Movie Review: ‘World War Z’

The original intention for this article was to debate whether or not geeks were being too harsh on this film because of its association with the book of the same name. Halfway through the first viewing this idea was chucked out the window, and instead we’re going to focus on how World War Z manages to be both grandiose and dumb at the same time.

For those unfamiliar with the source material World War Z is a fictional novel by Max Brooks. It takes a look at the world post zombie apocalypse, reflecting with the benefit of hindsight on how the human race dealt with this Earth-shattering viral event. Cultural, political and social structures are examined, with themes ranging from religion to technology and human nature. It’s a popular read because it’s a thought provoking narrative, giving the audience a realistic sense of what may happen under the circumstances.


The movie, amid the many remakes and different people involved, feels confused as it jutters between the historical commentary and action scenes. Whenever there’s a reprieve from undead party crashers at least character will launch into a poxy monologue about mother nature being a serial killer or some shit while Brad Pitt listens intently.
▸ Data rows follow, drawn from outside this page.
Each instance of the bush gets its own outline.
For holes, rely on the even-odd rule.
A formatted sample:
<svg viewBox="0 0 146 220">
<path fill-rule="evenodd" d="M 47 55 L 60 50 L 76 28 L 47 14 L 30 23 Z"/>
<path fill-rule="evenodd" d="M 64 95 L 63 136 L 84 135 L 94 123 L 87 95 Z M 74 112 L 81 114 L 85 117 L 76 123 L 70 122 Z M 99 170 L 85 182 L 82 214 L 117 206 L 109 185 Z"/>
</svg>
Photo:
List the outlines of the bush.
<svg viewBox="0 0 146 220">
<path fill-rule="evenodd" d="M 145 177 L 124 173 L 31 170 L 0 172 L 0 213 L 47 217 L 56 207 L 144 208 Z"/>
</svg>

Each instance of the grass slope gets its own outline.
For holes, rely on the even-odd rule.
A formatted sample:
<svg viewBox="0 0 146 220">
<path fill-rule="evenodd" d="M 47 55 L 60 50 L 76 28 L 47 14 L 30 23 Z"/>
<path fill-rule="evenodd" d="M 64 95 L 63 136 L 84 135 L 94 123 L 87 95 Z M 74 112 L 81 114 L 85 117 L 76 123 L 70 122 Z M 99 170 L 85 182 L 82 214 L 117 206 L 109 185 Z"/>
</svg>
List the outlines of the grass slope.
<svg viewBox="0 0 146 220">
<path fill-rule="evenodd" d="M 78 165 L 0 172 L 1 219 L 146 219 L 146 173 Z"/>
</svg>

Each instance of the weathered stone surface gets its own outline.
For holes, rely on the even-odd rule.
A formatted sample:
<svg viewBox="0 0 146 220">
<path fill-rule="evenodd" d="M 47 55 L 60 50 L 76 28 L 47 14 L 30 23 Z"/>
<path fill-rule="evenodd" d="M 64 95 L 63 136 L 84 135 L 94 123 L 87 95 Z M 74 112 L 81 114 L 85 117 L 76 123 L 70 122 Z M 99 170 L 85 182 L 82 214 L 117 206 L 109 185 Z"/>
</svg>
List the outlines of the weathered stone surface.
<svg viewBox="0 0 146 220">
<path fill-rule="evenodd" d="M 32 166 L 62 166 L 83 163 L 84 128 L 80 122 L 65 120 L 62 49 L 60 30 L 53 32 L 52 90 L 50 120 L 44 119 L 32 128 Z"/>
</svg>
It has the natural flow of a barn rolling uphill. Rather than taking the multi-viewpoint approach of the novel this version follows Brad Pitt, who is a…something that worked for the UN…as he globe trots from one set piece to another while looking for a cure. It largely misses the point of the source material even as a loose adaptation. Still, perhaps it can be a good movie of its own accord.

It certainly could have been.

Some of the action scenes are good, that has to be said. A zombie outbreak on a passenger plane (which inexplicably had a zombie hiding in a cupboard) creates a terrifying couple of minutes. The problem is that whenever things start getting good the dumbness would seep back in like a viral infection. The first problem is the pseudo-science that everyone keeps banging on about. From the outset the goal is to find the source of the zombie outbreak as this will magically find them a vaccine. Why they can’t simply use one of the many infected people crawling around isn’t explained. Illogical gaps in the story and character behaviour happen frequently enough that it really distracts from what the film is trying to achieve. Then there’s the zombie hordes themselves. There must’ve been some major cuts to the special effects budget because the masses of zombies just look silly. Many times a rampaging population looks like they took a pre-programmed water effect and added a ‘people’ texture to it. As the horde bears down on the heroes in Israel they literally move like water, washing up the walls and spilling into alcoves. It really does become laughable.

WWZ horde


This could’ve been the first global scaled zombie film but it drastically falls short. What should be armies of the undead look like second rate effects. The world-wide situation is restricted to one person. What should have been a cultural commentary becomes soft science (which is, as I write, making Doctor Funk grind her teeth).The endless routine of introducing characters just to kill them off in ‘poignant’ moments feels repetitive very quickly. If you’re not quickly at the chomping zombies during the dragged out climax then you have a higher tolerance for bad cinema. World War Z doesn’t produce the effectiveness of the novel as well as the Dawn of the Dead remake. If you want a good zombie movie there’s better out there, or you could just read the book.

This movie will likely be remembered as the one where Peter Capaldi was cast as ‘W.H.O. Doctor’.